Step 4: Create a cluster and a new user on AWS

  1. Create a cluster in Databricks using the Instance Profile created by AWS CloudFormations. To get the Instance Profile name, go to Settings > Instance Profiles in Databricks.

    Databricks Delta Lake Create Cluster

    Create Cluster

  2. Create a new AWS user. Be sure to give the user (the connector) programmatic access.

    New AWS user

    Create new AWS user

  3. On the Set permissions dialog, select Attach existing policies directly.

    New AWS user policy

    Add user policy

This policy is the same as the one used for the Amazon S3 sink connector with the addition of "s3:PutObjectTagging", "s3:GetObjectTagging", and "s3:DeleteObject". The connector requires DeleteObject so it can delete files in the staging S3 bucket once they are copied to the Delta Lake table.

{
       "Version": "2012-10-17",
       "Statement": [
           {
               "Effect": "Allow",
               "Action": [
                   "s3:ListAllMyBuckets"
               ],
               "Resource": "arn:aws:s3:::*"
           },
           {
               "Effect": "Allow",
               "Action": [
                   "s3:ListBucket",
                   "s3:GetBucketLocation"
               ],
               "Resource": "arn:aws:s3:::<bucket-name>"
           },
           {
               "Effect": "Allow",
               "Action": [
                   "s3:PutObject",
                   "s3:GetObject",
                   "s3:AbortMultipartUpload",
                   "s3:ListMultipartUploadParts",
                   "s3:ListBucketMultipartUploads",
                   "s3:PutObjectTagging",
                   "s3:GetObjectTagging",
                   "s3:DeleteObject"
               ],
               "Resource": "arn:aws:s3:::<bucket-name>/*"
           }
       ]
}

Step 5: Create a table

Create a table using a Databricks Notebook. Use the following example to create the table. The example shows the pageviews Kafka topic and example schema from the Datagen Source Connector for Confluent Cloud.

{
  "connect.name": "ksql.pageviews",
  "fields": [
    {
      "name": "viewtime",
      "type": "long"
    },
    {
      "name": "userid",
      "type": "string"
    },
    {
      "name": "pageid",
      "type": "string"
    }
  ],
  "name": "pageviews",
  "namespace": "ksql",
  "type": "record"
}

Step 6: Gather connector configuration information

Important

You must have the following information to complete the connector configuration using the Confluent Cloud Console or CLI.

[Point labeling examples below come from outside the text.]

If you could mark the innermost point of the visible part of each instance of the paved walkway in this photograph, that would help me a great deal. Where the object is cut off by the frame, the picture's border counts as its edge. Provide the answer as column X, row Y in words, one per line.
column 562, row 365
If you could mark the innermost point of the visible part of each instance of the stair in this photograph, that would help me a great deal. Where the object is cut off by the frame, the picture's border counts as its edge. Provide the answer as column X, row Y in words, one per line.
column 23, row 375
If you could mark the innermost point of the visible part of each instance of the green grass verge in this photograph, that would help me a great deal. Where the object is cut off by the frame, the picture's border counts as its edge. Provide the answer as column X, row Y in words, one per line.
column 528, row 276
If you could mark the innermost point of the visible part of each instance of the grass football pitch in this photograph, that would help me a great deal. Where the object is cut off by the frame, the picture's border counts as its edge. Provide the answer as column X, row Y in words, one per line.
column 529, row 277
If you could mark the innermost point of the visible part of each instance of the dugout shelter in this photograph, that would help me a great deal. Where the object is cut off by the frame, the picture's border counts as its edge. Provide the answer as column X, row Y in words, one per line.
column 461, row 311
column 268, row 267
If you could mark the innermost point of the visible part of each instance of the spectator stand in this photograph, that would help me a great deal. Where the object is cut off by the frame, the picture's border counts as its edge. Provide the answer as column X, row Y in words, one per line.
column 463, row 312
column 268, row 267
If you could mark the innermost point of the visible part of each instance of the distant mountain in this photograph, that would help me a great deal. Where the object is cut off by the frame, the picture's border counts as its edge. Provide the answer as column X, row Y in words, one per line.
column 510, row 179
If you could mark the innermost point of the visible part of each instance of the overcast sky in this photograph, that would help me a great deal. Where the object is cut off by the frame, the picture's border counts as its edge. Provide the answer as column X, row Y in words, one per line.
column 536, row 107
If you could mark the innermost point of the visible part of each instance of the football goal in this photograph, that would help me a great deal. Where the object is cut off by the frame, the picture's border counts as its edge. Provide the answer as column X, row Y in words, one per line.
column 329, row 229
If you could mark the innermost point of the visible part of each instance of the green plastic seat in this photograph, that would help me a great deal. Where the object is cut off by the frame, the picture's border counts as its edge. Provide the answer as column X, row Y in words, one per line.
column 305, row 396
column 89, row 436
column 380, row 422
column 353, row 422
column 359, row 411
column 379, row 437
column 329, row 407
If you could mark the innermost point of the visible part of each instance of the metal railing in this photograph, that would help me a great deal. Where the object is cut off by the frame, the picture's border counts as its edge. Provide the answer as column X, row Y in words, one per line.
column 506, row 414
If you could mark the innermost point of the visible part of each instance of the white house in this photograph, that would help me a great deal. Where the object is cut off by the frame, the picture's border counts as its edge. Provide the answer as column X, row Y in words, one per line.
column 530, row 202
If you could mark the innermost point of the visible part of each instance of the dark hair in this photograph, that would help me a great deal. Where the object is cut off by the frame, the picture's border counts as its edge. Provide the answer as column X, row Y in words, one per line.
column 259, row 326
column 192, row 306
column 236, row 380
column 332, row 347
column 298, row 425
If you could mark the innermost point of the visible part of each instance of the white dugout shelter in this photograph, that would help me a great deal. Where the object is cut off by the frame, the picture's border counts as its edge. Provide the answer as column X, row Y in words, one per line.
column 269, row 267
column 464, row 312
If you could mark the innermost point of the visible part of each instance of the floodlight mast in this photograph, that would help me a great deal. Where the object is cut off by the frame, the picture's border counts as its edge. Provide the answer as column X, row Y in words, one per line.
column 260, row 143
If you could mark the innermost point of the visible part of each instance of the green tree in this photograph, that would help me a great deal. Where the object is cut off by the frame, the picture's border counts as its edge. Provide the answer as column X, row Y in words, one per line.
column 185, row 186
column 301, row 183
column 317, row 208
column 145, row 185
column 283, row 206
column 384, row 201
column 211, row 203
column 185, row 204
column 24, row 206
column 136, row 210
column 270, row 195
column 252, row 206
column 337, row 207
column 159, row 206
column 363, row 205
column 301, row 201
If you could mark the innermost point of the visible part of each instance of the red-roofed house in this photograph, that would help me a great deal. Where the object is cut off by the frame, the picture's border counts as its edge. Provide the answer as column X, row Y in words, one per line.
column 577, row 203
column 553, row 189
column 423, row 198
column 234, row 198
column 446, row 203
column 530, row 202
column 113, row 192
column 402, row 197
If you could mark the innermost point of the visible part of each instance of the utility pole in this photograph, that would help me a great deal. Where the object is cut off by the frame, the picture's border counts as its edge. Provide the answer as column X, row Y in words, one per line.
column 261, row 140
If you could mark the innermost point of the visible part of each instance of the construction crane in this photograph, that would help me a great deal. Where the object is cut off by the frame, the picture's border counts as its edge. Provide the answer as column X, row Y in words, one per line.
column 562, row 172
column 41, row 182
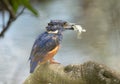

  • Databricks server hostname: For example, dbc-12345df33-0e53.cloud.databricks.com. The hostname is available on the Databricks Create Cluster page.

  • HTTP path: For example, sql/protocolv1/o/123456789101112/1004-123456-voice40. The path available on the Databricks Create Cluster page.

    Databricks Delta Lake Hostname and HTTP Path

    Hostname and HTTP path

  • Delta Lake token: You can find the token or generate a new access token. Go to Settings > User Settings > Access Tokens.

    Databricks Delta Lake Access Token

    Access Token

  • Delta Lake table name: pageviews is used for the steps in this example.

  • User AWS access key ID and secret access key. For details, see the AWS documentation.

  • Staging S3 bucket name: For example, confluent-databricks.